CVE-2021-46572: 
Bentley MicroStation CONNECT vulnerability analysis and mitigation

CVE-2021-46572 affects Bentley MicroStation CONNECT version 10.16.0.80. This vulnerability allows remote attackers to execute arbitrary code when users interact with maliciously crafted JT files. The vulnerability was discovered by Mat Powell of Trend Micro Zero Day Initiative and was assigned tracking number ZDI-CAN-15366 (Zero Day Initiative, Vendor Advisory).

The vulnerability exists within the parsing of JT files. Specifically, crafted data in a JT file can trigger a write past the end of an allocated buffer. The vulnerability has been assigned a CVSS v3.1 base score of 7.8 (HIGH) with the vector string CVSS:3.1/AV:L/AC:L/PR:N/UI:R/S:U/C:H/I:H/A:H. The flaw is classified as CWE-787 (Out-of-bounds Write) (Zero Day Initiative).

An attacker can leverage this vulnerability to execute code in the context of the current process.
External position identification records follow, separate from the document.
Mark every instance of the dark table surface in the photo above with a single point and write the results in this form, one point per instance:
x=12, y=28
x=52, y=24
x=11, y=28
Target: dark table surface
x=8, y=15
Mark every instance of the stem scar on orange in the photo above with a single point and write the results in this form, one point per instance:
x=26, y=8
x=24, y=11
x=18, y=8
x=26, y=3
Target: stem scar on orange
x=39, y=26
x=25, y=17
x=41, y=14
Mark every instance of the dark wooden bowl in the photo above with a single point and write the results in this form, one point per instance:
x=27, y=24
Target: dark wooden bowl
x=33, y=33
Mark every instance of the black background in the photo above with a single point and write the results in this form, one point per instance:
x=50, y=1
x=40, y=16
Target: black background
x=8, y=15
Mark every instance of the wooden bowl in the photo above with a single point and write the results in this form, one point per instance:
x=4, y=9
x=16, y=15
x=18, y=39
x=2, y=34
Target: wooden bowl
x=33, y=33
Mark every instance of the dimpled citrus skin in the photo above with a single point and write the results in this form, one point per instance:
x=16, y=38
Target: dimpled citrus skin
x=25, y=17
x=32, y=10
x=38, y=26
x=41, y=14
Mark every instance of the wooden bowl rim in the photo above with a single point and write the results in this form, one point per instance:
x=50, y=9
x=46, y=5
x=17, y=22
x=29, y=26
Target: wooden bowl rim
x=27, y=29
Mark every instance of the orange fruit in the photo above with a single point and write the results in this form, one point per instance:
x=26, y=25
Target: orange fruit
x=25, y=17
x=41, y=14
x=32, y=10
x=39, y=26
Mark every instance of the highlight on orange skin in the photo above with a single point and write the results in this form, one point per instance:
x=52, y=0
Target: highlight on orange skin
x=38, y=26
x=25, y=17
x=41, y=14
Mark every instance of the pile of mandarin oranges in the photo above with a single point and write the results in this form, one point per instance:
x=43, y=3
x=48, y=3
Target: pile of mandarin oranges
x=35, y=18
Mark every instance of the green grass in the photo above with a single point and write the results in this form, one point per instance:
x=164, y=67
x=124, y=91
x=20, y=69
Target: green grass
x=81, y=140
The vulnerability requires user interaction, specifically opening a malicious file, but could lead to complete system compromise if successfully exploited (Zero Day Initiative).

Bentley has issued an update to correct this vulnerability. Users should upgrade to version 10.16.02 or later of MicroStation and MicroStation-based applications. As a general best practice, it is recommended to only open JT files from trusted sources (Vendor Advisory).